This video post is by staff writer Adam Baker. Baker previously featured a post on his own blog entitled, 67 Ways NOT to Sell a Car.
Courtney and I apply a fun name to any expense in our lives that we should’ve planned for in our budget, but didn’t. We call them Budget Busters. Even with persistent effort, we find it impossible to account for every irregular expense. As I note in this week’s video, we make an important distinction between a true emergency (random events we cannot foresee) and irregular expenses that we should have known were coming.
We have two primary categories where Budget Busters tend to run rampant: transportation and home ownership. I’ve broken these two categories into two separate posts and this week, in part one, I’ll be focusing on transportation.
Almost everyone is used to planning for gas, oil, and auto insurance, as these are routine costs associated with operating any vehicle. However, it’s much rarer to account for all the miscellaneous expenses that can come up, such as accidents, tires, repairs, tickets, parking, registration, plates, fares, tolls, and so on.
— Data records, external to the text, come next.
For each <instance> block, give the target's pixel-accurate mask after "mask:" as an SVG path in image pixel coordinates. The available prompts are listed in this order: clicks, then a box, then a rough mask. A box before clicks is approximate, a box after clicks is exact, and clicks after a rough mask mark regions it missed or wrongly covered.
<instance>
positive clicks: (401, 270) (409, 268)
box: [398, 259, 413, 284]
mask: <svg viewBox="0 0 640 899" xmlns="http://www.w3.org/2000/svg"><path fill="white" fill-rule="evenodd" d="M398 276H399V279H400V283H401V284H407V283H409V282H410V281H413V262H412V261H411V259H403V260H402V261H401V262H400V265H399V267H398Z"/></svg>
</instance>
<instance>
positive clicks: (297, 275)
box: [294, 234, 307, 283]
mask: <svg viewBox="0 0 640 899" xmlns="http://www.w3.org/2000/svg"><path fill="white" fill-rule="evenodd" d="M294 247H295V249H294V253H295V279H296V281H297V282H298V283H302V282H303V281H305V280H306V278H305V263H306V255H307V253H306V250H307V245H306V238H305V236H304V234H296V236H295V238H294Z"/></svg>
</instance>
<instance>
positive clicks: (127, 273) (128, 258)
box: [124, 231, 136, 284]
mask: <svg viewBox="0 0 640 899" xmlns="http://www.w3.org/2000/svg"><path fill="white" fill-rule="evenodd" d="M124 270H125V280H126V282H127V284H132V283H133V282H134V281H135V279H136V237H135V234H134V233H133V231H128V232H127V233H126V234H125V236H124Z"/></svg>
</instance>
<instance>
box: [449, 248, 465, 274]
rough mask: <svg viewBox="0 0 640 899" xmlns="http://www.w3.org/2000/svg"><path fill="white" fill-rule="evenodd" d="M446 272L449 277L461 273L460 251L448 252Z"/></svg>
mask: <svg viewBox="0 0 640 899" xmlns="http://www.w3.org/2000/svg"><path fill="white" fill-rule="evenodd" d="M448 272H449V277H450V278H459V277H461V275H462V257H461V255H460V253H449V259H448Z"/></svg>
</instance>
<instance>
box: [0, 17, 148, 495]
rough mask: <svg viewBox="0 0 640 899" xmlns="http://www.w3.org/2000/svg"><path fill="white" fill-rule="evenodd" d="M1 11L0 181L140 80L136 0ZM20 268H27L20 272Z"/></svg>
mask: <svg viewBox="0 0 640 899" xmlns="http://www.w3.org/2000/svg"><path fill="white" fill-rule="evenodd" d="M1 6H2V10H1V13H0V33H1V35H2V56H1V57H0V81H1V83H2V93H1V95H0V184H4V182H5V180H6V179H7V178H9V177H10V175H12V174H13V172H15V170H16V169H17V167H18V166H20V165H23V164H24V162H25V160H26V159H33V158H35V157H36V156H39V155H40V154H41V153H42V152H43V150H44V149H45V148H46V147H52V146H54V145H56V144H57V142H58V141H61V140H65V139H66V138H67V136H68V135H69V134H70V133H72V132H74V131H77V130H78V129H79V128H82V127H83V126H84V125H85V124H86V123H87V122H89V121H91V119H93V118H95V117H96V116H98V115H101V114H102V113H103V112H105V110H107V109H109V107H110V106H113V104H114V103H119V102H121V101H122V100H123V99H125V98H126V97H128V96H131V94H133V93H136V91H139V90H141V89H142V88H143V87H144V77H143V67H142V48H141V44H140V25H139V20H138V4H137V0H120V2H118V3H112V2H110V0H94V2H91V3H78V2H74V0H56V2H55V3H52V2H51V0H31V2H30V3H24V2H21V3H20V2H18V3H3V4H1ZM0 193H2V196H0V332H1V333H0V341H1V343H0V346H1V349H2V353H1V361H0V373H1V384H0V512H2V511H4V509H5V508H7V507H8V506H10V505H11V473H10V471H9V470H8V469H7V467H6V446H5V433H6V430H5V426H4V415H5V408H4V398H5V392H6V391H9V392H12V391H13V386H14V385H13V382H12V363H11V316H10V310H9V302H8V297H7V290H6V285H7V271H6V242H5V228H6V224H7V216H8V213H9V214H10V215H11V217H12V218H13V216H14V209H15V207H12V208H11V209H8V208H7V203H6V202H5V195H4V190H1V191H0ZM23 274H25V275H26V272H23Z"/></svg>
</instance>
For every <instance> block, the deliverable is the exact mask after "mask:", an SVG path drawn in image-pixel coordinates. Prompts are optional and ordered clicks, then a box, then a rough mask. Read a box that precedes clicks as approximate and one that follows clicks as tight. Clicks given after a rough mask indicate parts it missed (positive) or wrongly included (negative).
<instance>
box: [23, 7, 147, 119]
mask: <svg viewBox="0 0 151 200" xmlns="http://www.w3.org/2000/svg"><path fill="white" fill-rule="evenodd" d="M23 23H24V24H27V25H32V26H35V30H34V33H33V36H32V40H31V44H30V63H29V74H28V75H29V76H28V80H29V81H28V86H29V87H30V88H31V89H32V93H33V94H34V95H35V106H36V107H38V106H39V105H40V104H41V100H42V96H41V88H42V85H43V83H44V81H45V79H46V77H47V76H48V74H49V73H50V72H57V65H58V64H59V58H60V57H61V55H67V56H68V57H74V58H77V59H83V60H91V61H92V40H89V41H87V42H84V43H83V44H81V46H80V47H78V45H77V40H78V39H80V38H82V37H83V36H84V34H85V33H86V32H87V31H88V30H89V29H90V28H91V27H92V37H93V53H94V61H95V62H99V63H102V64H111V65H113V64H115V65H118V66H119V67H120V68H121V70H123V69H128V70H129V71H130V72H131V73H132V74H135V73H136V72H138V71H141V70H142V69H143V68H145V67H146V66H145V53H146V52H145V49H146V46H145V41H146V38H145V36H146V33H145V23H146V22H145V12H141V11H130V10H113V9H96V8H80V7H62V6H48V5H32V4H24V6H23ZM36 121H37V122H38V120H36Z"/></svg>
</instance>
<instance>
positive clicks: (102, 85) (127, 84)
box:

In this video, I discuss the concept of Budget Busters and provide examples of many of the expenses that have popped up to ignite havoc in our own budget.
The contents of the video include:
- My definition of a Budget Buster [0:21]
- Your car breaking down should not be a surprise [1:13]
- Planning for repairs and replacing tires [2:10]
- Other car-related Budget Busters (accidents, tickets, plates, etc.) [2:50]
- The big problem: multiple Budget Busters in the same month [4:15]
Many of these irregular expenses are small enough that we can ignore planning for them. After all, most of us can squeeze a parking pass, a toll road, or a car wash into our budgets without noticing. The real issue comes when we miss work because our car breaks down a few days after we receive a speeding ticket on our way to pay for our new plates. When Budget Busters team up to attack at once, things can get rough.
The key is to do our best to brainstorm these irregular expenses and add padding to our emergency funds, our savings accounts, and our budgets to help cushion the inevitable blow. We’ve alleviated a lot of worry by adding 20% to your transportation budget!
What transportation expenses have popped up recently to surprise you?